Set in a melted-down Eaarth, Haines’ play conveys a deep pessimism towards humanity, part Futurama and part Deep 13. While the play could’ve used a touch more poignancy, its humor and tempo reminded me of the Minneapolis improvs I went to while in high school. In Haines’ future, the Steven Harpers of the world don’t just get debtors’ prisons: they get a government (such as it is) agency called the “Collections Bureau,” which sends agents to debt defaulters’ homes to arrest them and then ship them to Hong Kong as slave labor. That probably won’t happen in our world, but to respond to Harper’s earlier point on the bubble: the bank bailout for legal education creditors is already in place.
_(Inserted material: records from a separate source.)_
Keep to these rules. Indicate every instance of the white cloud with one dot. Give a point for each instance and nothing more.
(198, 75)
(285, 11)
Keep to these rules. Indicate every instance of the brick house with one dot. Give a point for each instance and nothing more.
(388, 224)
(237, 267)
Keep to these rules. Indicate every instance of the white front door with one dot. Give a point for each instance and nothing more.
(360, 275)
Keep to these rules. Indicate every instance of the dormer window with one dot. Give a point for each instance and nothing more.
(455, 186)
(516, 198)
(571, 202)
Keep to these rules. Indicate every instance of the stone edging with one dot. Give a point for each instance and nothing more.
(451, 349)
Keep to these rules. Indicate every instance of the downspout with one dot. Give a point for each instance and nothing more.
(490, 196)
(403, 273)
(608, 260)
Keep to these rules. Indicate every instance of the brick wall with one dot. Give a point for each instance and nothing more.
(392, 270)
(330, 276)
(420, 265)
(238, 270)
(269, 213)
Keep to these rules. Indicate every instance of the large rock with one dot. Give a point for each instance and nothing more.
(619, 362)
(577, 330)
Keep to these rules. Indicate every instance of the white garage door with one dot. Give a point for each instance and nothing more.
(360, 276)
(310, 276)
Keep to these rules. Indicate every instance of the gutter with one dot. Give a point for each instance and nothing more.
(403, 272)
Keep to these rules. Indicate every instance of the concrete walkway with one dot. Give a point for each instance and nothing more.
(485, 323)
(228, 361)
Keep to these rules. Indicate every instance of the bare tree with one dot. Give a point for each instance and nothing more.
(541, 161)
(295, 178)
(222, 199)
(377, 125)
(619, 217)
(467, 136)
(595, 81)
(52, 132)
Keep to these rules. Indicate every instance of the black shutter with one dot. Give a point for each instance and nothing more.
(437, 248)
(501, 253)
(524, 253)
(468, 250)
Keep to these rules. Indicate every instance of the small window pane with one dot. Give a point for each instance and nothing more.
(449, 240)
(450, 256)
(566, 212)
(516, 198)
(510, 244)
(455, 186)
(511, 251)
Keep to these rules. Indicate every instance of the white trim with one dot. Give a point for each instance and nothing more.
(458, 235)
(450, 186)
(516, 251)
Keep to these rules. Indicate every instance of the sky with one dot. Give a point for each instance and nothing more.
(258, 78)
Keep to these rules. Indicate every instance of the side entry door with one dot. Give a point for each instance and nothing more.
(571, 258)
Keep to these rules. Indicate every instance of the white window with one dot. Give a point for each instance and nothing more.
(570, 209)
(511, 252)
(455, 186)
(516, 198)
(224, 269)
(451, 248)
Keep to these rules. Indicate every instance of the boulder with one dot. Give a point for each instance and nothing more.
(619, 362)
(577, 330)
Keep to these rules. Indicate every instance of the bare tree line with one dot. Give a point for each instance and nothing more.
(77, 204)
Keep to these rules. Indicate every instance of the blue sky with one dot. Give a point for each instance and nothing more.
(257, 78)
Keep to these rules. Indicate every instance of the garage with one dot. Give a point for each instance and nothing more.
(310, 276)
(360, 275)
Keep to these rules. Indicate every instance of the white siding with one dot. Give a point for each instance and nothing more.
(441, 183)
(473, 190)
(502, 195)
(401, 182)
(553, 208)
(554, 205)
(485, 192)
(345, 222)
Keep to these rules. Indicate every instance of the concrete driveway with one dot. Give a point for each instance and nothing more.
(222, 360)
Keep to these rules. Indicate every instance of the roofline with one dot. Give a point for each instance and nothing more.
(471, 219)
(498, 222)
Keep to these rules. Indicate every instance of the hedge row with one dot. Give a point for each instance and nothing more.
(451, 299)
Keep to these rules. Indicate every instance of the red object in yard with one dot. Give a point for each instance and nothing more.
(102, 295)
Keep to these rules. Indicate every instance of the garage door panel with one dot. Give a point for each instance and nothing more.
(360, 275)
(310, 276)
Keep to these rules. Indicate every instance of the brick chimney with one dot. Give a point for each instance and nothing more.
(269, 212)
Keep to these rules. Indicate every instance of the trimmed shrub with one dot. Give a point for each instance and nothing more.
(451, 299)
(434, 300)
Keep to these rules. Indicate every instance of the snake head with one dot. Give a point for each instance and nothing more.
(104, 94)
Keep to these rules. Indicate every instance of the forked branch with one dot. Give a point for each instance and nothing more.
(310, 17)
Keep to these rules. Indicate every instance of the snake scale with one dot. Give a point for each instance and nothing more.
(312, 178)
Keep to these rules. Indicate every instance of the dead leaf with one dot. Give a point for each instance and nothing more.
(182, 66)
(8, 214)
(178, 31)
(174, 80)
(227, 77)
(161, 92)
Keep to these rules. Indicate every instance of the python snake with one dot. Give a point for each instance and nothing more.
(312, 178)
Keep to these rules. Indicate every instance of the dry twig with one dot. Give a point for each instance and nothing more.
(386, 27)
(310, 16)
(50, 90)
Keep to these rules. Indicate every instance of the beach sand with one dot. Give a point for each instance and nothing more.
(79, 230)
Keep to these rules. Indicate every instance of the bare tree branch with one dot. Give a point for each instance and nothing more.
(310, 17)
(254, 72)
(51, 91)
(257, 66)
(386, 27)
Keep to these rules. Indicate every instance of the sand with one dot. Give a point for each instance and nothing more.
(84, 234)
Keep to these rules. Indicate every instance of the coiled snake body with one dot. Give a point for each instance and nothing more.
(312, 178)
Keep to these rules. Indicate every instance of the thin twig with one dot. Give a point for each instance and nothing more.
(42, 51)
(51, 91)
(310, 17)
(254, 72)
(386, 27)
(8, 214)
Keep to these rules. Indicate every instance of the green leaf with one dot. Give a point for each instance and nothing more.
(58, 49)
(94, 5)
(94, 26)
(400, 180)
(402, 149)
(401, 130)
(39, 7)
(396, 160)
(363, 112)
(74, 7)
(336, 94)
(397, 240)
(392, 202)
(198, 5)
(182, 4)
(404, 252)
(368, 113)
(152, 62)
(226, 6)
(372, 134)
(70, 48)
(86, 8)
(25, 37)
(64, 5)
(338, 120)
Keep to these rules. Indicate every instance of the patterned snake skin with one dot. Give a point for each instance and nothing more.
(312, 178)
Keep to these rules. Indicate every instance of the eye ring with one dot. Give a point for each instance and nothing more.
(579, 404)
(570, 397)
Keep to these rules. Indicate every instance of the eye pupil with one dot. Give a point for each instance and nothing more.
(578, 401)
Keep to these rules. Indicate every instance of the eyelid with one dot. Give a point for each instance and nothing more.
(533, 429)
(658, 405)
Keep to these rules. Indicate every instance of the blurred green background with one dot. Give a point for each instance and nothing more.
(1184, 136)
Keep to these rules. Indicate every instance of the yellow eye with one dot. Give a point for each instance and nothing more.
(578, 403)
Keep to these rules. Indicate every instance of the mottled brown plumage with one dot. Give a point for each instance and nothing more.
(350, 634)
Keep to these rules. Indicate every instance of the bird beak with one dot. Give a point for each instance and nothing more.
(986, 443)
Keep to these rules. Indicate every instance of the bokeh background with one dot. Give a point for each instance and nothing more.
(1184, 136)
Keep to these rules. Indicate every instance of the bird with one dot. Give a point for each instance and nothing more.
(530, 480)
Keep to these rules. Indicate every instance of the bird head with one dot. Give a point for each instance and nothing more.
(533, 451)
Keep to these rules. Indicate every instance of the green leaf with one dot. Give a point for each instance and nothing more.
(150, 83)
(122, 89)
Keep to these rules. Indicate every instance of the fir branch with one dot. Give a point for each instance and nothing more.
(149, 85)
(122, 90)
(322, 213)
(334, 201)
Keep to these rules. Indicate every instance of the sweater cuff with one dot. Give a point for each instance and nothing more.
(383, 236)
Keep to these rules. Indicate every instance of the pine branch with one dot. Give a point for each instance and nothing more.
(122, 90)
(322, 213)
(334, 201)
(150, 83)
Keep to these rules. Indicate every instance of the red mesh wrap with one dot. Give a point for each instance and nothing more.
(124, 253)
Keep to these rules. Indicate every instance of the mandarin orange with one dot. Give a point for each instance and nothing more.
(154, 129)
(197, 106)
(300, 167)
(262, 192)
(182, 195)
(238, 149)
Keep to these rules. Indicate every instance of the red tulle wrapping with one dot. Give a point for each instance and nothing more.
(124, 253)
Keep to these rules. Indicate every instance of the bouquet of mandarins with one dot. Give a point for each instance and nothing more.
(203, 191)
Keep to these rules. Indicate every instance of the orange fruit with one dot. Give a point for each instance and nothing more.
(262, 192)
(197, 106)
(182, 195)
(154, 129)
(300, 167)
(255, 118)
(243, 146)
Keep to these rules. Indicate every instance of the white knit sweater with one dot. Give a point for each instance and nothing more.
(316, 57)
Law students and taxpayers get stuck with the bill. Will universities get off scot free? No idea.

2 comments

  1. The tone and consistent reliance on facts of these blogs helped garner the mainstream media’s attention. Although, largely corporate, the media does enjoy some drama.

    What could be more compelling – in the wold of “higher education” – than stories of JDs and licensed attorneys unable to find jobs?! Thank you for your contributions to this fight, Matt.